Auffällig ist in diesen Tagen, dass sich die Soloprojekte der Frontfiguren mittelmäßig erfolgreicher Bands häufen. Von Sugarplum Fairy, den kleinen Brüdern von Mando Diao, hat man seit der Veröffentlichung des Albums »FIRST ROUND FIRST MINUTE« im Jahr 2008 nichts Weltbewegendes mehr vernommen. Gut, da gab es zwischendurch den Ausflug von Victor Norén ins Filmgeschäft beim Uschi-Obermaier-Biopic »Das Wilde Leben«, wo der Sänger den jungen Mick Jagger mimte, aber keinen bleibenden Eindruck hinterließ. Zeit, aktiv zu werden, mag sich der blonde Bruder Carl Norén gedacht haben, und hat sich flugs auf den Solotrip begeben. An den 60ern ist der junge Mann nach wie vor interessiert, aber nicht mehr als wilder Rocker, sondern als nachdenklicher, blues-inspirierter Songwriter in der Tradition des ganz jungen Dylan und des zahmeren Neil Young. Das ist gut gemeint, das klingt angemessen angenehm, aber irgendwie auch ein bisschen angestrengt. Den braven, gutherzigen Naturburschen nimmt man ihm noch nicht so ganz ab, aber das kann ja noch werden.

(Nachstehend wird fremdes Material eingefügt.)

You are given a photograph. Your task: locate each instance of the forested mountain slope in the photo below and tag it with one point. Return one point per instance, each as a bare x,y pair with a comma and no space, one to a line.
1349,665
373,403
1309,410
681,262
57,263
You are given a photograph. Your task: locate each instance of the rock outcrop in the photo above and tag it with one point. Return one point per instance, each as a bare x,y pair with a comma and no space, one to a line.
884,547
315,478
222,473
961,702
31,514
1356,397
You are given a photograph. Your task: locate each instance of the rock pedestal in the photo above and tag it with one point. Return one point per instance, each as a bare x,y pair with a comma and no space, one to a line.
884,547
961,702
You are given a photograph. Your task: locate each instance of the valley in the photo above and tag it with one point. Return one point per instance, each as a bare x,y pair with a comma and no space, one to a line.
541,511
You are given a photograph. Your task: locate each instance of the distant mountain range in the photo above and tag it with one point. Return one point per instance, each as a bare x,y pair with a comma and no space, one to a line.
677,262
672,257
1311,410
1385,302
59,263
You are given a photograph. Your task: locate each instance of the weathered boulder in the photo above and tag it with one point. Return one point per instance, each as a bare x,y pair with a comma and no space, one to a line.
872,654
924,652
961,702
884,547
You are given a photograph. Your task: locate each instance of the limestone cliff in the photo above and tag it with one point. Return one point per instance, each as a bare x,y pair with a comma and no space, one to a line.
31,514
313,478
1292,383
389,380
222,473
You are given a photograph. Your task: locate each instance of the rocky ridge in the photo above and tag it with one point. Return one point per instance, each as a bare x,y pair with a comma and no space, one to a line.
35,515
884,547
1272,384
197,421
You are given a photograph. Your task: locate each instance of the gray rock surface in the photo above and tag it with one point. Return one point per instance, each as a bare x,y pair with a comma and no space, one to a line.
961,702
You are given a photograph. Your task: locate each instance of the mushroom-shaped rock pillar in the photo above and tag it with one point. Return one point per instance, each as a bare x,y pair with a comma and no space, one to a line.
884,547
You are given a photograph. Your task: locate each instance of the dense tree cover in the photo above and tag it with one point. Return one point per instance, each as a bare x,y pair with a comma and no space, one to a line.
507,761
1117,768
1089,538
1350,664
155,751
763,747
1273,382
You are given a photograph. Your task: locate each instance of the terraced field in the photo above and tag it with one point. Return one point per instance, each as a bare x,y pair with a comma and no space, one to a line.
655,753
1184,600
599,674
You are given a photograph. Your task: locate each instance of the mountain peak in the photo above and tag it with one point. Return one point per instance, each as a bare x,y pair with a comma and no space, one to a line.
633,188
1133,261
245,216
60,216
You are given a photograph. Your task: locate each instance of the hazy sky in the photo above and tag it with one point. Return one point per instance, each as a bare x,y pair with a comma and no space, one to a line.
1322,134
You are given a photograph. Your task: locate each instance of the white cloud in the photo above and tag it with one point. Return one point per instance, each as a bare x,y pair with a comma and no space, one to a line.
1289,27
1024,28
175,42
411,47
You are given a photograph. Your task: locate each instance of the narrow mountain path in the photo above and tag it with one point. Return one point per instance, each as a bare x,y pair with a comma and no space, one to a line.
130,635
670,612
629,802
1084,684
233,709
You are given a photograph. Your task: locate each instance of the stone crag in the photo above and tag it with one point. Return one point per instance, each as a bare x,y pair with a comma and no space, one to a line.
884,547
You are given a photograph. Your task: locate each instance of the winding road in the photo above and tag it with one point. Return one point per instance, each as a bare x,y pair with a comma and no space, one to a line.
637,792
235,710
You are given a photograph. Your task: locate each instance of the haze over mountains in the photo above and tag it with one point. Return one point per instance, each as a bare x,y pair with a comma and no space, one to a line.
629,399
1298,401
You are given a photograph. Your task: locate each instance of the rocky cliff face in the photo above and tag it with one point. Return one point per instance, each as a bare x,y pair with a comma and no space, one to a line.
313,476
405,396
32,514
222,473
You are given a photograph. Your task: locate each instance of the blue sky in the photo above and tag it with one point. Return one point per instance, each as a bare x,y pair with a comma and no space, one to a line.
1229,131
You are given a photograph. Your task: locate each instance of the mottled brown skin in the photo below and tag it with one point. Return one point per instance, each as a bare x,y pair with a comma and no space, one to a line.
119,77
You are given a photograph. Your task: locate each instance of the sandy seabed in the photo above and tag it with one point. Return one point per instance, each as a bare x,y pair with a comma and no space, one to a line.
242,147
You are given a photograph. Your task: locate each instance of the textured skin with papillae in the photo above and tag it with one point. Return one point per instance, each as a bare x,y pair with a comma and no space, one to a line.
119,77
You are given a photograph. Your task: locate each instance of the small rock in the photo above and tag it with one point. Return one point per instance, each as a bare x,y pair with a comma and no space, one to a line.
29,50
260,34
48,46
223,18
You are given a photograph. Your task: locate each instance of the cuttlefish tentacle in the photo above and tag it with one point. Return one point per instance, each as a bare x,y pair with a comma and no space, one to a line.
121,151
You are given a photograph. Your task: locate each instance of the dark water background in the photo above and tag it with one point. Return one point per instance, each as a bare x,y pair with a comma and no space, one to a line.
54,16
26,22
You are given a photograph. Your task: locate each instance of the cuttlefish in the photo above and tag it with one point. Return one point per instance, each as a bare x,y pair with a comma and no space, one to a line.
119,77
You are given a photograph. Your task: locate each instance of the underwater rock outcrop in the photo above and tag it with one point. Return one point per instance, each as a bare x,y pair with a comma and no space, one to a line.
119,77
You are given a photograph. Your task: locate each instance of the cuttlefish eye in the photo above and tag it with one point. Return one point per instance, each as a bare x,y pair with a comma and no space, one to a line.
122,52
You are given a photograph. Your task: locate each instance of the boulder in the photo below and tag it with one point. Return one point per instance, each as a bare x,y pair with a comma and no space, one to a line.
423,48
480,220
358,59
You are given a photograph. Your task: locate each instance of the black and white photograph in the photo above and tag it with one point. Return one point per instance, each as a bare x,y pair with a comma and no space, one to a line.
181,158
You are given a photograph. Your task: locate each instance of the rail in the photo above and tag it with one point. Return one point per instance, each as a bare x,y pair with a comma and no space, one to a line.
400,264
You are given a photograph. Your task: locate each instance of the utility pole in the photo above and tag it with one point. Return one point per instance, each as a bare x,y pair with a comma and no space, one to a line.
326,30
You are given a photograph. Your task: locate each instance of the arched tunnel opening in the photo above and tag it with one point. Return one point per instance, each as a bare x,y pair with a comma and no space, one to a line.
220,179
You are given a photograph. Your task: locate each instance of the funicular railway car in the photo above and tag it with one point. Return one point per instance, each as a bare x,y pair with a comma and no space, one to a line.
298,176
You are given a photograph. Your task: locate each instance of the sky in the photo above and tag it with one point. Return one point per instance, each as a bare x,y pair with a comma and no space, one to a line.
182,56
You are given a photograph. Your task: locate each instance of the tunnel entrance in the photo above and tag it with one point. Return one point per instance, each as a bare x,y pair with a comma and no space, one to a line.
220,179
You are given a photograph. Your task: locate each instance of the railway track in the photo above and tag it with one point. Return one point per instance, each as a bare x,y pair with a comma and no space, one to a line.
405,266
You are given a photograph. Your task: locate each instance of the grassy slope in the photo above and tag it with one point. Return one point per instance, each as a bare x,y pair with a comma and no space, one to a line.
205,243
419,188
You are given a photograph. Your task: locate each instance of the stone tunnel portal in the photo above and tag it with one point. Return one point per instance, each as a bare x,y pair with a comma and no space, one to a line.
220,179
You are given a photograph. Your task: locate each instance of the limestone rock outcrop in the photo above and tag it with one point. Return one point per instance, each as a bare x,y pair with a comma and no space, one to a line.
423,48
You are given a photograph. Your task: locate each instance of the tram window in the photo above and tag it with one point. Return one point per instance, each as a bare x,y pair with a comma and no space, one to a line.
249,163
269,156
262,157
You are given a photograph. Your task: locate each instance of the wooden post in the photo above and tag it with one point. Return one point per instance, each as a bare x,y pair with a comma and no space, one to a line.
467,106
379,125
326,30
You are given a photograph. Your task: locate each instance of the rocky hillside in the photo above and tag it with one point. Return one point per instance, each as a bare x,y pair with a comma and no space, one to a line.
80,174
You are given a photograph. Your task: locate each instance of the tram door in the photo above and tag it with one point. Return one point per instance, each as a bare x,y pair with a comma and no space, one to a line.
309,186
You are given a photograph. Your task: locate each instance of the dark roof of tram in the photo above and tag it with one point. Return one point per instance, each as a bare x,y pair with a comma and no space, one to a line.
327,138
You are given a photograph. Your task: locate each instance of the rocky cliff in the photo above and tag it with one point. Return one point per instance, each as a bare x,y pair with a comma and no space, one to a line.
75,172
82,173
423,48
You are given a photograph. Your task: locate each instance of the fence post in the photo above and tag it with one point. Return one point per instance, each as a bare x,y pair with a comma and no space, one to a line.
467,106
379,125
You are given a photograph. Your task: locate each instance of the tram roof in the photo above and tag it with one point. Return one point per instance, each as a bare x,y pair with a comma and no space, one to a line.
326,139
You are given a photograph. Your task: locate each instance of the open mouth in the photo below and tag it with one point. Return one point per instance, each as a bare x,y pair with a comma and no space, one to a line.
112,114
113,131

Zugegebenermaßen viel versprechender fällt dagegen das neue Soloprojekt von The Kissaway-Trail-Sänger Søren B. Corneliuss, aus der sich als Einzelkünstler den wenig einprägsamen Namen The Pine Cone Cheer verpasst hat. Die anarchisch-symphonische Indierockverspieltheit der Hauptband des Dänen ist hier etwas in den Hintergrund gerückt, dafür tritt das Romantisch-Verschwurbelte selbstbewusst in den Vordergrund. Die erste Single hat »What Had Fallen Would Be Raised« ist eine Fingerübung in nachdenklicher Nerd-Sehnsucht mit hohem Empfindsamkeitsfaktor. Durchaus tröstlich wärmend an kalten Dezemberabenden. Da The Kissaway Trail in diesem Jahr bereits mit einem neuen Album herausgekommen sind und ausführlich getourt haben, bleibt Herrn Corneliuss wohl über die kalten Wintertage ausreichend Muße, um seinen tastendominierten Träumereien nachzuhängen. Entspannt bei der Sache ist er jedenfalls, und und von Selbstverwirklichungszwang ist hier nichts zu spüren. Man kann offenkundig mehr als nur eine Sache mit Leidenschaft betreiben.